Notes on how to use the prototype:


My Python kernel will not start

Your IPython configuration may be broken. Try deleting your ~/.ipython directory (you'll lose any configurations you've made or extensions you've installed, but it won't affect your notebooks, files, or Python packages).

My kernel restarts when I run a large query

It may be that the notebook server ran out of memory and the operating system's out of memory killer decided to kill your kernel to cope with the situation. You won't get any notification that this has happened other than the notebook restarting, but you can assess the state of the memory on the notebook server by checking its host overview dashboard in Grafana (notebook1003 or notebook1004) or using the command line to see which processes are using the most (with ps aux --sort -rss | head or similar).



JupyterHub is built and installed in the analytics/deploy/jupyterhub repository and the jupyterhub Puppet module. There are a few steps to updating the deployment.

To upgrade or add new packages, you should edit the frozen-requirements.txt file to specify exactly which packages you want. Then, on a non production machine (in Cloud VPS, or mediawiki vagrant), run the build_wheels.sh script. This will create frozen wheels in the artifacts/ directory. Commit and merge the changes. To deploy these, you should git pull in /srv/jupyterhub/deploy on each of the notebook servers, and then run the create_virtualenv.sh script. This will build a new virtualenv from the updated frozen wheel artifacts. You can then service jupyterhub restart to have JupyterHub run from the newly built /srv/jupyterhub/venv.

Spark Integration

Spark integration is handled by global custom kernels installed into /usr/local/share/jupyter/kernels. pyspark kernels are a custom iPython kernel that loads pyspark. All other Spark kernels use Apache Toree.

These kernels are installed by the create_virtualenv.sh script that should be run during deployemnt. If you need to update them, you should modify the kernel.json files in the jupyterhub-deploy repository.

User virtualenvs

Upon first login, each user will automatically have a new python3 virtualenv created at $HOME/venv. The users themselves can pip install packages into this virtualenv as part of regular Jupyter notebook usage. If you need to update the automatically installed packages in user virtualenvs that have already been created, you'll have to do so manually.

Updating user virtualenvs

If you upgrade JupyterHub or any of the packages listed in frozen-requirements.txt, you might want to upgrade the installed versions of these packages in each user's virtualenv too. To do so, you want to rerun the pip install command that was used during the virtualenv creation. As of 2018-03, this was pip install --upgrade --no-index --ignore-installed --find-links=/srv/jupyterhub/deploy/artifacts/stretch/wheels --requirement=/srv/jupyterhub/deploy/frozen-requirements.txt.
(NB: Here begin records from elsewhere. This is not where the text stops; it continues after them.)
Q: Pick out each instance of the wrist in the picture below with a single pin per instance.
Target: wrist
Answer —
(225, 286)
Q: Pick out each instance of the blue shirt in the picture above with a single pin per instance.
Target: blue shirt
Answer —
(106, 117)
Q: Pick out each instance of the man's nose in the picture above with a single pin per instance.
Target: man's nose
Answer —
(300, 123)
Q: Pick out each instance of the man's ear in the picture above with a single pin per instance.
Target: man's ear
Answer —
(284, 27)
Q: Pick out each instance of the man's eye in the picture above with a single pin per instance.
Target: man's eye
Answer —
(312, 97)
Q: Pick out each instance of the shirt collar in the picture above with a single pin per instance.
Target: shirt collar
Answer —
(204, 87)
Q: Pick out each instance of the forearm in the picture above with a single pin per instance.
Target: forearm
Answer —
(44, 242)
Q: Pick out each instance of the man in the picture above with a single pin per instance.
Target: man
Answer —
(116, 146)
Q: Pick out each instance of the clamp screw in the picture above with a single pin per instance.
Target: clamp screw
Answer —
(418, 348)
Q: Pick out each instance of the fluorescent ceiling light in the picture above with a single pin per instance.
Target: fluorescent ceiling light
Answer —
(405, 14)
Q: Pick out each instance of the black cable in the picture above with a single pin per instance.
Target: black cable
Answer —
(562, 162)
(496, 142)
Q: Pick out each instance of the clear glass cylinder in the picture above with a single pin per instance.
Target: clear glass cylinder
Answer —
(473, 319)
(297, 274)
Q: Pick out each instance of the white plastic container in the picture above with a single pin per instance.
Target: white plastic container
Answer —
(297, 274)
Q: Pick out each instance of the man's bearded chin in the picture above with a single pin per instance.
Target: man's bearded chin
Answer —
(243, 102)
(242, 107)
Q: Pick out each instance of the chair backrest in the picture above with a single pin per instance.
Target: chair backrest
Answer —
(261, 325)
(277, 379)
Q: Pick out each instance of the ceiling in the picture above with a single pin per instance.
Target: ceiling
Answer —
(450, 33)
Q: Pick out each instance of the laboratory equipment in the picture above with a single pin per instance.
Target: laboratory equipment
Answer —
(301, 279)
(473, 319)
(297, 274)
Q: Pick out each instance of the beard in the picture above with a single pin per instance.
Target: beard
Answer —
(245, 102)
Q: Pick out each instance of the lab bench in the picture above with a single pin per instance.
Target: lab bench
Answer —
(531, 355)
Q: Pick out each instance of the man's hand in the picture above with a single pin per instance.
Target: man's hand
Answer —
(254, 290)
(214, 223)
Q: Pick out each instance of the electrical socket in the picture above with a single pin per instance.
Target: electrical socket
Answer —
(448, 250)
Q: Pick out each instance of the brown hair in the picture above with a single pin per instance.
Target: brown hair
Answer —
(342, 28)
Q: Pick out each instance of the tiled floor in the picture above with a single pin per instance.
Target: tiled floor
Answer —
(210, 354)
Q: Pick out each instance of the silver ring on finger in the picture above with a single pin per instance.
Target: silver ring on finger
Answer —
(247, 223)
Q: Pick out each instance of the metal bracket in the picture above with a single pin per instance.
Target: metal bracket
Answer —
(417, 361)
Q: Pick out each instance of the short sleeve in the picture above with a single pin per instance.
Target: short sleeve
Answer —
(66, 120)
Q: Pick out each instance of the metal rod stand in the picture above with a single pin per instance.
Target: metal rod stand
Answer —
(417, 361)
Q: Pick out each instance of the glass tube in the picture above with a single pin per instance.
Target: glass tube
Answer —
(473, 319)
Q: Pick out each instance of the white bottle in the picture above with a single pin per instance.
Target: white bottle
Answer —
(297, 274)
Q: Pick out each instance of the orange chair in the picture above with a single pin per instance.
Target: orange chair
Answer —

To do this for all users:

for u in $(getent passwd | awk -F ':' '{print $1}'); do
    if [ -d $venv ]; then
        echo "Updating $venv"
        sudo -u $u $venv/bin/pip install --upgrade --no-index --ignore-installed --find-links=$wheels_path --requirement=/srv/jupyterhub/deploy/frozen-requirements.txt

Resetting user virtualenvs

Sometimes someone may want to totally recreate their SWAP virtualenv from scratch. This can be done by removing stopping their Jupyter notebook instance, removing their venv from their homedir, restart jupyterhub, and then having them log back in.